- Born: February 16, 1937 (age 88) Florence, Italy
- Education: French Institute of Architecture
- Occupation: Architect

= Jean-Pierre Buffi =

Franco-Italian architect

Jean-Pierre Buffi (February 16, 1937, Florence, Italia) is a Franco-Italian architect.

== Biography ==
Jean-Pierre Buffi was born in Florence in 1937. He graduated from the Faculty of Architecture in Florence. He left Italy in 1964, moving to Paris to work with architect Jean Prouvé.

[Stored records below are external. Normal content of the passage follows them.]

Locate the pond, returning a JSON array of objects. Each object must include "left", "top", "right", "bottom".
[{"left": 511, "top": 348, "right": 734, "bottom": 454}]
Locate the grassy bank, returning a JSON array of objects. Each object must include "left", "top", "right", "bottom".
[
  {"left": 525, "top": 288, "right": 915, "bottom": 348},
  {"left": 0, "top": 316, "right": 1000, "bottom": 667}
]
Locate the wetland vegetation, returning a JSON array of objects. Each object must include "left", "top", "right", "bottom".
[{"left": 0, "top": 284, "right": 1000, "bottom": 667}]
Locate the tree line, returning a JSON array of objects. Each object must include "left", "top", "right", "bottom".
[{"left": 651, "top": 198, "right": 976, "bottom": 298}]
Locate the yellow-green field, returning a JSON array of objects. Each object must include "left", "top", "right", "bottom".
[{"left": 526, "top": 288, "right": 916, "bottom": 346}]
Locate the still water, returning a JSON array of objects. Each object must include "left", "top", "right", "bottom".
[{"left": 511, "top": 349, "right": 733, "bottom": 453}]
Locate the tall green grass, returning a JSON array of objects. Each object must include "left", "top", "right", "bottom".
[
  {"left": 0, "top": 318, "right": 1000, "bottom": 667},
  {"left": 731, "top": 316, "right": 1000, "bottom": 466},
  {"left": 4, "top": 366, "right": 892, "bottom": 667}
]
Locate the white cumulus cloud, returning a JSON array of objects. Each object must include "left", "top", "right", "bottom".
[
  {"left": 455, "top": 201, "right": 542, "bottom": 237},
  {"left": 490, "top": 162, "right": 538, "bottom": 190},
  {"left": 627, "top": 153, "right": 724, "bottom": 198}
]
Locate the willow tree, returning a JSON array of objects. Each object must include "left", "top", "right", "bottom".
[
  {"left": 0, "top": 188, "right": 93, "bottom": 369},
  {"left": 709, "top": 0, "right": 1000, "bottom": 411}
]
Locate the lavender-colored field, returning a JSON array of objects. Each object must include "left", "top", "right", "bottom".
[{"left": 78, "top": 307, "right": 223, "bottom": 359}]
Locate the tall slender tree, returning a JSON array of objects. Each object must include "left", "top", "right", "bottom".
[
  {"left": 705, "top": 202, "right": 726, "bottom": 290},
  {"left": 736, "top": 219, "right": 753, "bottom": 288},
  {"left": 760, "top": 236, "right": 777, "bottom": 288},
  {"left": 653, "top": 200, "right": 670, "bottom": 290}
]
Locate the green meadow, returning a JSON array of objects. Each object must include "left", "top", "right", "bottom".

In 1979, together with Marianne Buffi, he founded an architecture and urban planning firm. The firm became Buffi Associés in 1995. Jean-Pierre Buffi has been responsible for numerous architectural projects, including the construction of IBM headquarters in Lille and Bordeaux, Collines de la Défense and Front de Parc de Bercy in Paris.

== Projects ==

- 1997: Avignon University
- 1998: Faculty of Medicine and Pharmacy, Rouen.
- 1998: Stade Vélodrome, Marseille.
- 2000: Sanofi-Aventis headquarters, Paris (quai de la Rapée).
- 2004: Médiathèque José Cabanis, Toulouse.
- 2004: Musée national de Préhistoire, Les Eyzies
- 2007: Grand Bazar de Lyon
- 2008: IRIDE thermal power plant, Turin.
- 2013: Immeuble Le Cinq, Bordeaux.
- 2016: Gaumont Convention Cinema, Paris.